Consequently, the data signal is accumulated in the holding capacitor C by making the gate line extending in the horizontal direction an H level, and switching on the selection TFT 2, and in this condition overlaying a data signal having a voltage corresponding to display brightness onto the data line Data which extends in the vertical direction. As a result, the driving TFT 1 supplies a driving current corresponding to the data signal to the organic EL element 3, so that the organic EL element 3 emits light.
Here, the light emission amount and the current of an OLED element are approximately proportionately related. Normally, a voltage (Vth) such that a drain current starts to flow in the vicinity of the black level of the image is applied between the PVdd and the gate of the driving TFT 1. Furthermore, an amplitude to give a predetermined brightness in the vicinity of the white level, is applied as the amplitude of the image signal.

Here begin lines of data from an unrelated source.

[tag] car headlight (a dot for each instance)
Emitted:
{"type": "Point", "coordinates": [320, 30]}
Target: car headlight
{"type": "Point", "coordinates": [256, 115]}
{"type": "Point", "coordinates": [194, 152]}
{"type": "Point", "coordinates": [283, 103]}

FIG. 2 shows the relationship of current icv (corresponding to brightness) flowing in the organic EL element 3 with respect to voltage Vgs between the gate and source of the driving TFT 1 (the difference between the voltage of the data line Data and the power source PVdd). By determining a data signal such that Vth is applied as the black level voltage, and Va is applied as the white level voltage, appropriate tone control in the organic EL element 3 can be performed.
Here, the organic EL display device includes a display panel with a plurality of pixels arranged in matrix form. Therefore, as a result of problems in manufacture, Vth varies for each of the pixels, and even on one display panel, the optimum black level varies for each pixel. As a result, the light emission amount with respect to the data signal (input voltage) is non-uniform for each pixel, so that brightness unevenness occurs. Regarding this variation in Vth, cases where this changes randomly for each pixel are few, but there still are instances where this changes gradually over the whole display screen. In this case, even if the same voltage is input to all of the pixels, the brightness gradually changes as shown in FIG. 3. That is to say, in this example, in the x-direction, the right side is darker, and in the y-direction, the bottom side is darker. Consequently, this gives an image where the bottom right is dark and the top left is bright.
Moreover, in the case where the unevenness for each of the horizontal or vertical lines is significant, this appears as stripes for the respective directions.
It has also been proposed to measure the brightness of the respective pixels, and perform a correction for all of the pixels in accordance with the correction data stored in memory. See Japanese Patent Laid-Open No. Hei 11-282420.
However, in the method of this patent publication 1, there are problems in that brightness measurement is not easy with a display panel where there are a large number of pixels, and the capacity of the memory must be large. Furthermore, it is generally difficult to measure the brightness of the pixels with good accuracy and in a short time.